Two fixed points S(a,b) and T(c,d) are 4 units apart and are on the same side of a moving line L. If perpendicular is distance of S and T from line L are p1, p2 respectively, then p1 and p2 satisfy
p1+3p2=k where K is a constant number. It is given that the line L always touches a fixed circle C.
Find the.centre and radius of the circle C in terms of k and coordinates of S AND T.
An attempt at a solution I took a general line y=mx+c and tried to solve manually for p1+3p2=k . However I got mingled up with the variables and the locus did not seem like a circle.

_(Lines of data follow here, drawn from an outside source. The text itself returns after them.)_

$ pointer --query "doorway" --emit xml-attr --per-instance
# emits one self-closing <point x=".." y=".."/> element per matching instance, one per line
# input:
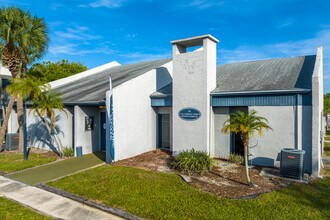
<point x="103" y="128"/>
<point x="236" y="146"/>
<point x="164" y="131"/>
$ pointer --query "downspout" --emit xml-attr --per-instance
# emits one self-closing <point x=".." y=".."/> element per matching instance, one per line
<point x="296" y="122"/>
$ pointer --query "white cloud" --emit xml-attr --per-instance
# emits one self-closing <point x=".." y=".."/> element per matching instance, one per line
<point x="283" y="49"/>
<point x="77" y="33"/>
<point x="131" y="36"/>
<point x="77" y="41"/>
<point x="204" y="4"/>
<point x="139" y="57"/>
<point x="104" y="3"/>
<point x="286" y="23"/>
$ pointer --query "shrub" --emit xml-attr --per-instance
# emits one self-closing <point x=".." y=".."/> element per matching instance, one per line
<point x="236" y="158"/>
<point x="68" y="152"/>
<point x="192" y="161"/>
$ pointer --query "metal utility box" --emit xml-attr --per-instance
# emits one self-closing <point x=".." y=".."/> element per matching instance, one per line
<point x="79" y="151"/>
<point x="12" y="141"/>
<point x="292" y="163"/>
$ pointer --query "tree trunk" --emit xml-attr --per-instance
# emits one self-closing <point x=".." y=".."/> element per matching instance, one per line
<point x="246" y="150"/>
<point x="20" y="120"/>
<point x="5" y="121"/>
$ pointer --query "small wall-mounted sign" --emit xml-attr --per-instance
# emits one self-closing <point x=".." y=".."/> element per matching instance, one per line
<point x="189" y="114"/>
<point x="89" y="123"/>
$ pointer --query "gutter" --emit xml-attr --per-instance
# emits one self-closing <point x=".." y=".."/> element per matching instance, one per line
<point x="261" y="92"/>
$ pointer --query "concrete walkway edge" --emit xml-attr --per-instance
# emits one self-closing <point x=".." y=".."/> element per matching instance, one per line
<point x="48" y="203"/>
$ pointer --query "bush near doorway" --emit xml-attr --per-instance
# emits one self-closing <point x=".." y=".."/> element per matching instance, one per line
<point x="193" y="161"/>
<point x="236" y="158"/>
<point x="68" y="152"/>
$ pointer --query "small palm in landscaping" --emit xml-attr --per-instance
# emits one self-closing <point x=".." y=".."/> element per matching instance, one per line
<point x="245" y="125"/>
<point x="192" y="161"/>
<point x="44" y="102"/>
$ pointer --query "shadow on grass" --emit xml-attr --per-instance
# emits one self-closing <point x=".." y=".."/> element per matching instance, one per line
<point x="315" y="195"/>
<point x="230" y="179"/>
<point x="100" y="155"/>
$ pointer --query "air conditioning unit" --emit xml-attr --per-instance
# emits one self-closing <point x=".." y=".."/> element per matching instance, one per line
<point x="292" y="163"/>
<point x="12" y="141"/>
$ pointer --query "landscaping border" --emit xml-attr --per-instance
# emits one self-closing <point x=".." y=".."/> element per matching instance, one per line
<point x="85" y="201"/>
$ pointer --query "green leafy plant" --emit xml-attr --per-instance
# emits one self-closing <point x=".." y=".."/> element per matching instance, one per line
<point x="236" y="158"/>
<point x="245" y="125"/>
<point x="193" y="161"/>
<point x="68" y="152"/>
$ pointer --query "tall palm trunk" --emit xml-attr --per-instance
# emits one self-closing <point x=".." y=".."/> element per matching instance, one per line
<point x="56" y="139"/>
<point x="20" y="120"/>
<point x="246" y="150"/>
<point x="5" y="121"/>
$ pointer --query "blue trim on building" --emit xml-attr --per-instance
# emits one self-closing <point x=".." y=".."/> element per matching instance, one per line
<point x="111" y="124"/>
<point x="161" y="102"/>
<point x="261" y="100"/>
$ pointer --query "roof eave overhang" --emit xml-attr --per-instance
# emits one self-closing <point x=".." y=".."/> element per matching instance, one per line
<point x="265" y="92"/>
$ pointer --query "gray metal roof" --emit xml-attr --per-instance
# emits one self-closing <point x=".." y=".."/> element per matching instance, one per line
<point x="163" y="92"/>
<point x="264" y="75"/>
<point x="93" y="88"/>
<point x="286" y="75"/>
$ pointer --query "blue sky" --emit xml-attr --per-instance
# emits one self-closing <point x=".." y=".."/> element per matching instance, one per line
<point x="99" y="31"/>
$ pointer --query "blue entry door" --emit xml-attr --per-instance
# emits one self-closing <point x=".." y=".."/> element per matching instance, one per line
<point x="164" y="131"/>
<point x="103" y="127"/>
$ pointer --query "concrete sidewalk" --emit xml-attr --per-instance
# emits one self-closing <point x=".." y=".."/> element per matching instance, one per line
<point x="48" y="203"/>
<point x="59" y="169"/>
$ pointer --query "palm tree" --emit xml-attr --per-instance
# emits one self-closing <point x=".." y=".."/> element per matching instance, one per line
<point x="245" y="125"/>
<point x="23" y="39"/>
<point x="44" y="102"/>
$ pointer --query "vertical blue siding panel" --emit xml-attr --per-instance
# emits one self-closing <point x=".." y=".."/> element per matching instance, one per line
<point x="262" y="100"/>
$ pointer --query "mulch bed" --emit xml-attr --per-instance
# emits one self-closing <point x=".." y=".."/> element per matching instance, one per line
<point x="224" y="180"/>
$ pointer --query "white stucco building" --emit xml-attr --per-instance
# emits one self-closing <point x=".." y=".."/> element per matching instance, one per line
<point x="182" y="102"/>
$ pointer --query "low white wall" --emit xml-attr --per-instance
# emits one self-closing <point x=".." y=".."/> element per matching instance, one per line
<point x="134" y="118"/>
<point x="88" y="140"/>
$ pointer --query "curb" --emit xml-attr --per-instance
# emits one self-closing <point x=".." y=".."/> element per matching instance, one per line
<point x="87" y="202"/>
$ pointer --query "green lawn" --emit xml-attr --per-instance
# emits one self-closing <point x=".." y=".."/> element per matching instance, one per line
<point x="12" y="210"/>
<point x="156" y="195"/>
<point x="58" y="169"/>
<point x="15" y="162"/>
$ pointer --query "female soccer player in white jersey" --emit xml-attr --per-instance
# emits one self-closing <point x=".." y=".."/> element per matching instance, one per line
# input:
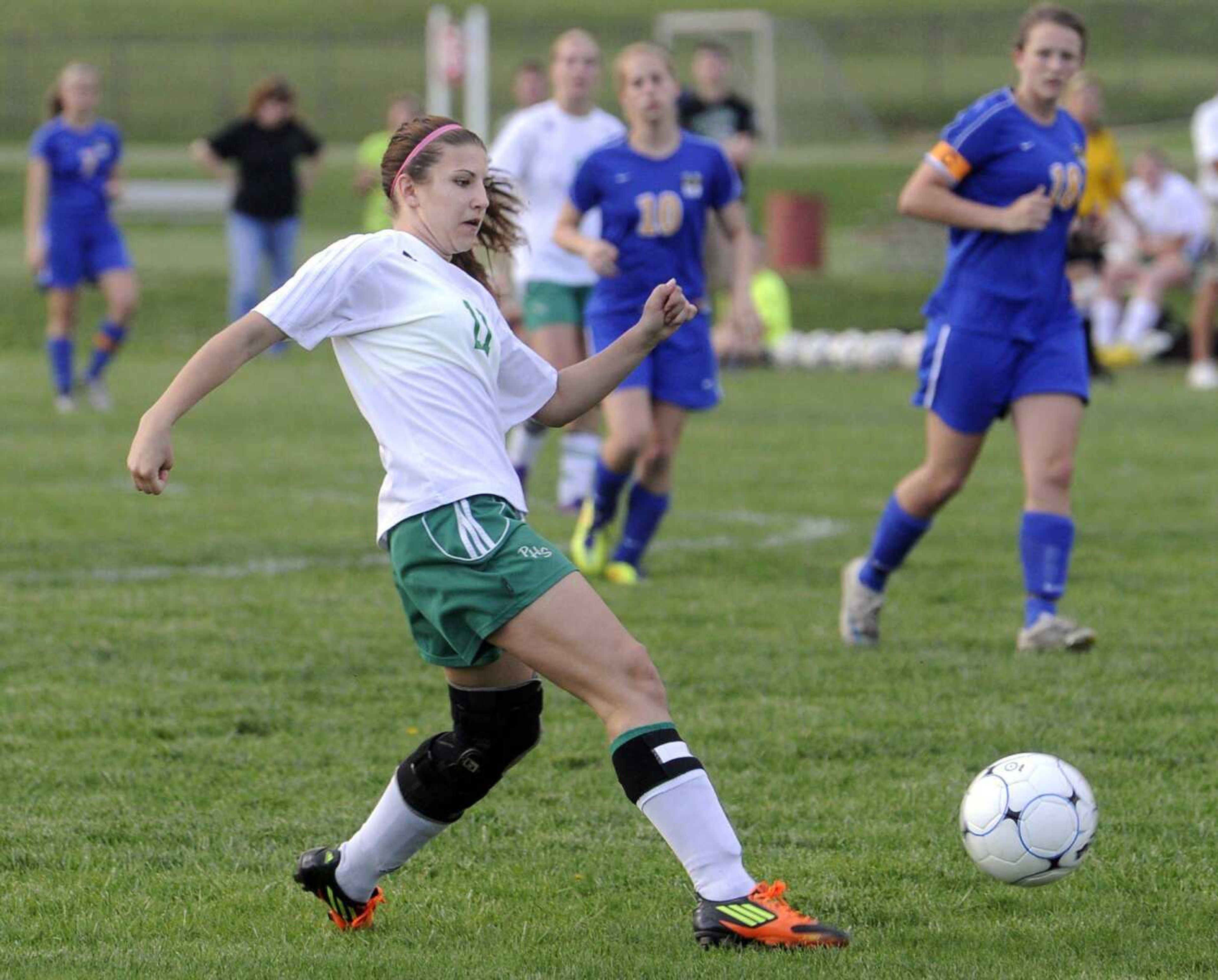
<point x="540" y="149"/>
<point x="1003" y="333"/>
<point x="657" y="189"/>
<point x="438" y="374"/>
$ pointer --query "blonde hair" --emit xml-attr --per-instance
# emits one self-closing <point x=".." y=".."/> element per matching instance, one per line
<point x="54" y="100"/>
<point x="641" y="48"/>
<point x="574" y="35"/>
<point x="1082" y="82"/>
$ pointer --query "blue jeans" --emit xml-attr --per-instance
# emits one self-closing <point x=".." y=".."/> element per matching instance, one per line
<point x="251" y="239"/>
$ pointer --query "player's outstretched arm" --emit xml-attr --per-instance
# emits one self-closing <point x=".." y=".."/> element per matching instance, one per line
<point x="37" y="182"/>
<point x="586" y="384"/>
<point x="929" y="195"/>
<point x="152" y="455"/>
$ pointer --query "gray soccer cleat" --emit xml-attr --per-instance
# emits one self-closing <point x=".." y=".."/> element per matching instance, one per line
<point x="859" y="620"/>
<point x="1051" y="632"/>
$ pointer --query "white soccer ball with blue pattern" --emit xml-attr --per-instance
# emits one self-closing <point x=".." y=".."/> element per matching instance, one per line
<point x="1028" y="820"/>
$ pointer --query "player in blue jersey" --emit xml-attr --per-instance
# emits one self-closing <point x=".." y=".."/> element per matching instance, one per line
<point x="70" y="238"/>
<point x="657" y="188"/>
<point x="1003" y="334"/>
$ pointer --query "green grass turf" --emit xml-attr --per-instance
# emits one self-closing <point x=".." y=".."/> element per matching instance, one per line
<point x="177" y="70"/>
<point x="197" y="687"/>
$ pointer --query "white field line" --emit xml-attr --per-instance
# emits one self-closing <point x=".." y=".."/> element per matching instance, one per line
<point x="259" y="567"/>
<point x="764" y="532"/>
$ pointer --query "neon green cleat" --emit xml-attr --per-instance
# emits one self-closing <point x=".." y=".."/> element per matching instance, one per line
<point x="590" y="551"/>
<point x="622" y="574"/>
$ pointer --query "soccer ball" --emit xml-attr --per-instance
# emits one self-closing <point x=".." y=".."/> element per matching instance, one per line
<point x="813" y="351"/>
<point x="1028" y="820"/>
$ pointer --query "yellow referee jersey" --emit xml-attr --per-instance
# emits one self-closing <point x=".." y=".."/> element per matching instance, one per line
<point x="1105" y="173"/>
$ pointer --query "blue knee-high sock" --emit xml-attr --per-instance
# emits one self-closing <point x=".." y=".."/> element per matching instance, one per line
<point x="59" y="351"/>
<point x="1045" y="543"/>
<point x="896" y="536"/>
<point x="644" y="514"/>
<point x="606" y="492"/>
<point x="110" y="338"/>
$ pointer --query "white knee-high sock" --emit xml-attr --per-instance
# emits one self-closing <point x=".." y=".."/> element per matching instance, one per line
<point x="1141" y="317"/>
<point x="389" y="838"/>
<point x="578" y="468"/>
<point x="1105" y="317"/>
<point x="687" y="814"/>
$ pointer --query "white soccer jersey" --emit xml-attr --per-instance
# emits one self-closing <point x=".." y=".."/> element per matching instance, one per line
<point x="1205" y="148"/>
<point x="1176" y="210"/>
<point x="432" y="363"/>
<point x="541" y="148"/>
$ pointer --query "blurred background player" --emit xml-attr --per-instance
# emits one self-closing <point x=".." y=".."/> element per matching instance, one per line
<point x="72" y="176"/>
<point x="1170" y="216"/>
<point x="657" y="190"/>
<point x="1203" y="373"/>
<point x="1003" y="333"/>
<point x="713" y="110"/>
<point x="1105" y="179"/>
<point x="528" y="89"/>
<point x="540" y="150"/>
<point x="438" y="373"/>
<point x="771" y="299"/>
<point x="265" y="146"/>
<point x="368" y="156"/>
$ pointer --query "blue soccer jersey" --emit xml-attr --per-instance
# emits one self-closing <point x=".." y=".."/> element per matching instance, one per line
<point x="655" y="211"/>
<point x="994" y="283"/>
<point x="81" y="161"/>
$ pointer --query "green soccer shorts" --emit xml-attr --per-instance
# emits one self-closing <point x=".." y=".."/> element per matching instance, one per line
<point x="550" y="304"/>
<point x="463" y="570"/>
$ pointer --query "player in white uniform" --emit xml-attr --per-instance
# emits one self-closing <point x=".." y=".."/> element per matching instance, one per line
<point x="540" y="150"/>
<point x="1203" y="373"/>
<point x="1170" y="216"/>
<point x="439" y="375"/>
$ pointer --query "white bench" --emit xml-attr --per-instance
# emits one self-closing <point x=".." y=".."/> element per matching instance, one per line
<point x="186" y="200"/>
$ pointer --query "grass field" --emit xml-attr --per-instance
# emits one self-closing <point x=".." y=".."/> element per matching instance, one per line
<point x="195" y="688"/>
<point x="914" y="65"/>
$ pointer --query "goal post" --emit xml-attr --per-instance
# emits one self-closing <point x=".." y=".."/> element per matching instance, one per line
<point x="759" y="27"/>
<point x="460" y="55"/>
<point x="807" y="56"/>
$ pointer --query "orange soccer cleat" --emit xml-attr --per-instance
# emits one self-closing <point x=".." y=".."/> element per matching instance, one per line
<point x="762" y="917"/>
<point x="316" y="873"/>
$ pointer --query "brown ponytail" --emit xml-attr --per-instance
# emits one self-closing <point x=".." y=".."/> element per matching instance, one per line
<point x="500" y="230"/>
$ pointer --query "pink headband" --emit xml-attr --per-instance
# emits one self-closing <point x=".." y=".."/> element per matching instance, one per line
<point x="418" y="148"/>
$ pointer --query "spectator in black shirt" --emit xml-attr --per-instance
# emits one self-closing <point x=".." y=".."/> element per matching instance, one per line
<point x="713" y="110"/>
<point x="264" y="145"/>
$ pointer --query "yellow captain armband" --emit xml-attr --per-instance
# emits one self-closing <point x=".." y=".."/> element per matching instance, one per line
<point x="946" y="158"/>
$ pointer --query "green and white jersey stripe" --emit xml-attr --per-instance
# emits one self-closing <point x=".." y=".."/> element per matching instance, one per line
<point x="432" y="365"/>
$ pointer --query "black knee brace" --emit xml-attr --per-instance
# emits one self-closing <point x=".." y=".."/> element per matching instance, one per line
<point x="493" y="731"/>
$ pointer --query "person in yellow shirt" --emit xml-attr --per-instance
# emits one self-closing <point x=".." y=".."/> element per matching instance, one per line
<point x="1102" y="213"/>
<point x="401" y="110"/>
<point x="1105" y="170"/>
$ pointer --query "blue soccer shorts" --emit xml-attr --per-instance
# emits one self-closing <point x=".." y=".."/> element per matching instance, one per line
<point x="970" y="379"/>
<point x="82" y="251"/>
<point x="681" y="371"/>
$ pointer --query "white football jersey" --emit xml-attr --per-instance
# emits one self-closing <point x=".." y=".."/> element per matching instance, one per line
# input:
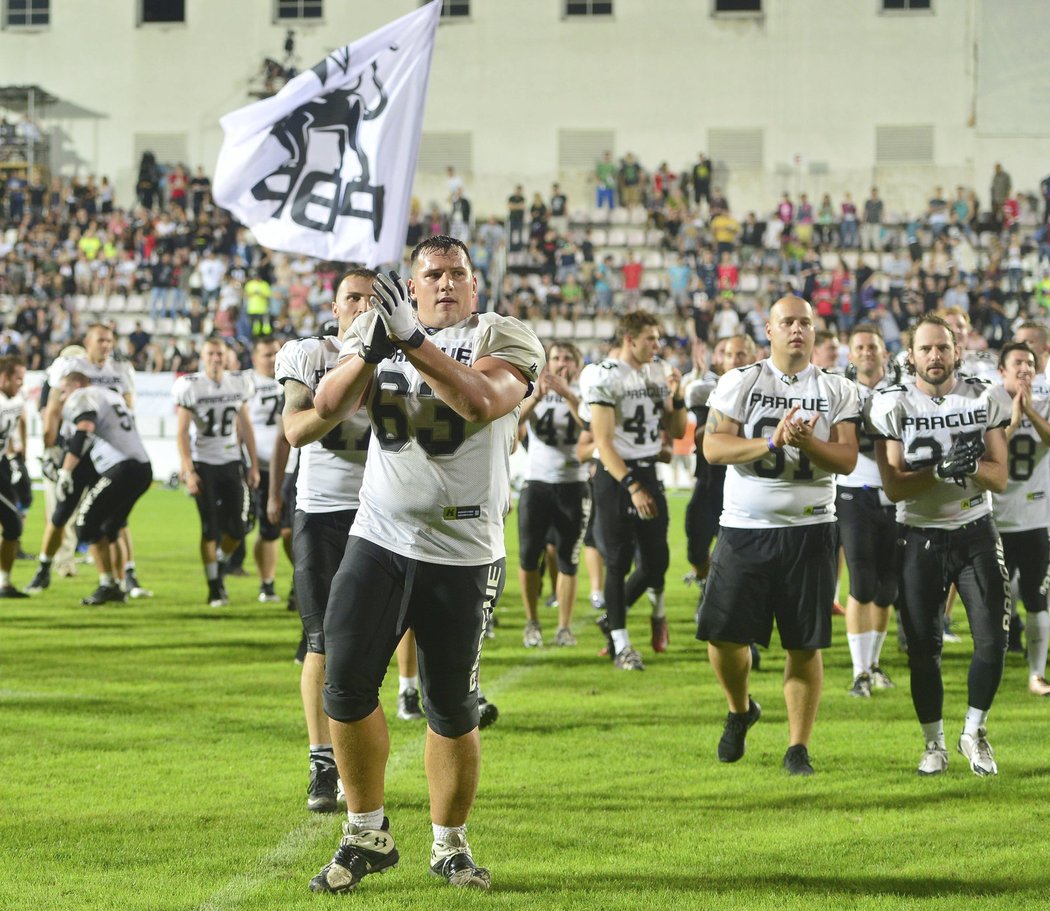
<point x="263" y="411"/>
<point x="637" y="398"/>
<point x="214" y="406"/>
<point x="116" y="437"/>
<point x="112" y="374"/>
<point x="11" y="409"/>
<point x="552" y="435"/>
<point x="866" y="472"/>
<point x="331" y="469"/>
<point x="1024" y="505"/>
<point x="926" y="427"/>
<point x="437" y="487"/>
<point x="781" y="488"/>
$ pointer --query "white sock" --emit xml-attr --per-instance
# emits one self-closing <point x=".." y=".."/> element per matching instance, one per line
<point x="975" y="718"/>
<point x="857" y="652"/>
<point x="373" y="820"/>
<point x="933" y="733"/>
<point x="877" y="640"/>
<point x="1037" y="635"/>
<point x="441" y="833"/>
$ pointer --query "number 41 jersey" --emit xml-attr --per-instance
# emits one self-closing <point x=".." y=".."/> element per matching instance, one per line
<point x="926" y="426"/>
<point x="214" y="407"/>
<point x="781" y="489"/>
<point x="437" y="487"/>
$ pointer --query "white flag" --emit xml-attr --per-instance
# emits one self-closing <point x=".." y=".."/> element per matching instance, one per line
<point x="326" y="166"/>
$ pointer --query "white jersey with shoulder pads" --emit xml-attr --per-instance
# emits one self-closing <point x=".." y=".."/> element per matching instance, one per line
<point x="331" y="469"/>
<point x="111" y="374"/>
<point x="437" y="487"/>
<point x="781" y="489"/>
<point x="263" y="411"/>
<point x="11" y="409"/>
<point x="214" y="407"/>
<point x="1025" y="505"/>
<point x="552" y="435"/>
<point x="116" y="437"/>
<point x="926" y="426"/>
<point x="637" y="398"/>
<point x="866" y="472"/>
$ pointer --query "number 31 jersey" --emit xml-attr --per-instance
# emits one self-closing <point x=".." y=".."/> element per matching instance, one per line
<point x="926" y="426"/>
<point x="331" y="469"/>
<point x="783" y="488"/>
<point x="437" y="487"/>
<point x="214" y="407"/>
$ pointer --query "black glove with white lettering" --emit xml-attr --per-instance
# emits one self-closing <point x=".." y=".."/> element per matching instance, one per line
<point x="391" y="300"/>
<point x="961" y="461"/>
<point x="378" y="346"/>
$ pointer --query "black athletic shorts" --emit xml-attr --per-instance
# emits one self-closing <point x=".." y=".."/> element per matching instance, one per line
<point x="702" y="514"/>
<point x="11" y="515"/>
<point x="758" y="575"/>
<point x="224" y="502"/>
<point x="971" y="556"/>
<point x="867" y="531"/>
<point x="1028" y="554"/>
<point x="561" y="509"/>
<point x="84" y="475"/>
<point x="318" y="543"/>
<point x="376" y="596"/>
<point x="268" y="531"/>
<point x="288" y="500"/>
<point x="106" y="506"/>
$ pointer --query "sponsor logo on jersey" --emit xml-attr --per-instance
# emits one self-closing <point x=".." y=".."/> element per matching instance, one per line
<point x="819" y="404"/>
<point x="938" y="422"/>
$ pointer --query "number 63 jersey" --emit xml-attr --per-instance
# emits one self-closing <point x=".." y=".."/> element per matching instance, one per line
<point x="781" y="488"/>
<point x="926" y="426"/>
<point x="437" y="486"/>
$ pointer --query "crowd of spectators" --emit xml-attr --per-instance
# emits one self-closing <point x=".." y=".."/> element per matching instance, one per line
<point x="707" y="271"/>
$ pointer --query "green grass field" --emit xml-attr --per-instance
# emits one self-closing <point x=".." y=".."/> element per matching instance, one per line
<point x="152" y="756"/>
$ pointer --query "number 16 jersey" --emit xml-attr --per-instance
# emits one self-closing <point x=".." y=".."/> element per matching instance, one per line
<point x="784" y="488"/>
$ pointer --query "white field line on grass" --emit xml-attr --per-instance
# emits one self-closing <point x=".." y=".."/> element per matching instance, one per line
<point x="317" y="827"/>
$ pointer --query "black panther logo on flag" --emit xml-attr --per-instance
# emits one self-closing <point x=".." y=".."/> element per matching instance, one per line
<point x="318" y="135"/>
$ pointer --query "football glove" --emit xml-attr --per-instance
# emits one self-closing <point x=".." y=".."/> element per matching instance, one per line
<point x="391" y="300"/>
<point x="63" y="487"/>
<point x="961" y="462"/>
<point x="378" y="346"/>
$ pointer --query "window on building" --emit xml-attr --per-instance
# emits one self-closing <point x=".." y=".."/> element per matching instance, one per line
<point x="288" y="9"/>
<point x="26" y="14"/>
<point x="163" y="11"/>
<point x="453" y="8"/>
<point x="721" y="7"/>
<point x="588" y="7"/>
<point x="905" y="5"/>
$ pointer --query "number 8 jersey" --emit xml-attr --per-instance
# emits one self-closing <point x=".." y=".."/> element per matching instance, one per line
<point x="926" y="426"/>
<point x="783" y="488"/>
<point x="437" y="487"/>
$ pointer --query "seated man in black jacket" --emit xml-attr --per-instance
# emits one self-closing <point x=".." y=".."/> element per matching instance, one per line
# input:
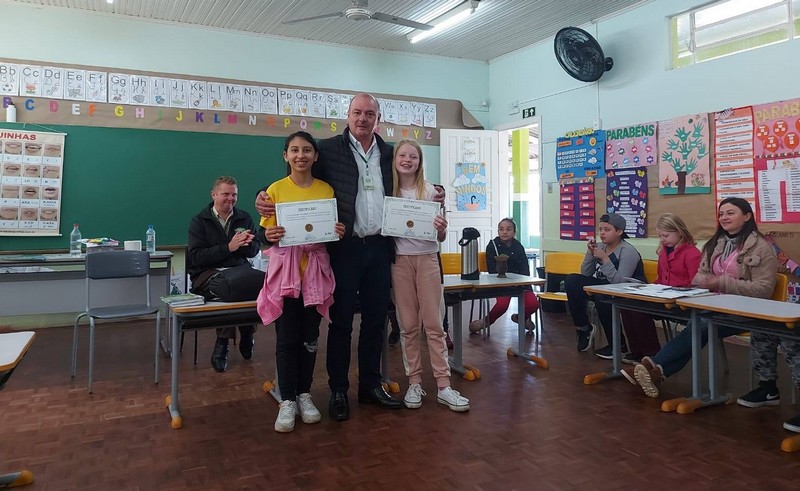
<point x="222" y="236"/>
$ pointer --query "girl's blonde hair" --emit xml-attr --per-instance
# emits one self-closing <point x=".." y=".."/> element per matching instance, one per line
<point x="669" y="222"/>
<point x="419" y="181"/>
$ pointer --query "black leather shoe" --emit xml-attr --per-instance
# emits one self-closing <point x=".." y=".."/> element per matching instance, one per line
<point x="339" y="407"/>
<point x="219" y="359"/>
<point x="380" y="397"/>
<point x="246" y="344"/>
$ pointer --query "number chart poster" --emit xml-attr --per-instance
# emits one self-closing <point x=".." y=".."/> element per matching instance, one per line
<point x="632" y="146"/>
<point x="684" y="161"/>
<point x="778" y="187"/>
<point x="576" y="214"/>
<point x="777" y="129"/>
<point x="733" y="155"/>
<point x="627" y="195"/>
<point x="470" y="185"/>
<point x="581" y="156"/>
<point x="30" y="182"/>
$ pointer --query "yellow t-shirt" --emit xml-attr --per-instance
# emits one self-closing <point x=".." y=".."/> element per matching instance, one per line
<point x="286" y="191"/>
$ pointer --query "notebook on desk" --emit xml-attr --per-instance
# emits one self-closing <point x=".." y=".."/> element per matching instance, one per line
<point x="665" y="291"/>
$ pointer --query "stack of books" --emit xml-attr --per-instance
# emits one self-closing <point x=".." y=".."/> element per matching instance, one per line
<point x="664" y="291"/>
<point x="183" y="300"/>
<point x="100" y="244"/>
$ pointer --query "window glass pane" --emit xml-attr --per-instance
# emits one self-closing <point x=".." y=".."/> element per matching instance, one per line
<point x="726" y="10"/>
<point x="767" y="19"/>
<point x="683" y="34"/>
<point x="740" y="45"/>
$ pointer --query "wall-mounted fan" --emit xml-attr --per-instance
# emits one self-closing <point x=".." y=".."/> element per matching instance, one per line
<point x="358" y="11"/>
<point x="580" y="55"/>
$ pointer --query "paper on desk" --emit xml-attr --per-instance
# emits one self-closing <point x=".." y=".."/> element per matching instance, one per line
<point x="664" y="291"/>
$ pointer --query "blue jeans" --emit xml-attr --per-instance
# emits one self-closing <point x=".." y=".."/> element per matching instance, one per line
<point x="677" y="353"/>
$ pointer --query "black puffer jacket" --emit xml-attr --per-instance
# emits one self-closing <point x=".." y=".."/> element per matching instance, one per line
<point x="337" y="166"/>
<point x="208" y="242"/>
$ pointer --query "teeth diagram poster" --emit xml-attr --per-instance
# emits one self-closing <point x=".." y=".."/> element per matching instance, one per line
<point x="30" y="182"/>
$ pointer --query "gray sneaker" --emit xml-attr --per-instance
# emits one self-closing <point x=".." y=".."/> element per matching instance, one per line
<point x="413" y="398"/>
<point x="452" y="399"/>
<point x="308" y="411"/>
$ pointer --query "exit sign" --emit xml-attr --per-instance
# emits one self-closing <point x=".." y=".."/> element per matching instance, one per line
<point x="528" y="112"/>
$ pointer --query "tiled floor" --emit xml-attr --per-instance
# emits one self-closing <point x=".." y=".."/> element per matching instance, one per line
<point x="528" y="428"/>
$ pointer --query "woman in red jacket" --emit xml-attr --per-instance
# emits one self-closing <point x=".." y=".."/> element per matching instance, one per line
<point x="678" y="261"/>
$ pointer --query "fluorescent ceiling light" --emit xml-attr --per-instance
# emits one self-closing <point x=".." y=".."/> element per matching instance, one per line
<point x="443" y="22"/>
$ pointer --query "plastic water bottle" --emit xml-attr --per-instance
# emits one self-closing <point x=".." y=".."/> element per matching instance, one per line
<point x="150" y="244"/>
<point x="75" y="241"/>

I was looking for a hint or an alternate solution to the problem.
You’re given that there’s a common tangent circle for all possible lines $L$ that meet the criteria in the problem, which greatly simplifies your task: all you really have to do is find this circle’s center and radius.
Observe first that, by symmetry, the center of $C$ must be colinear with $S$ and $T$: for any line $L$ that meets the criteria, its reflection in the line through $S$ and $T$ does, too. I’ll assume that $k$ is meant to be some arbitrary positive constant.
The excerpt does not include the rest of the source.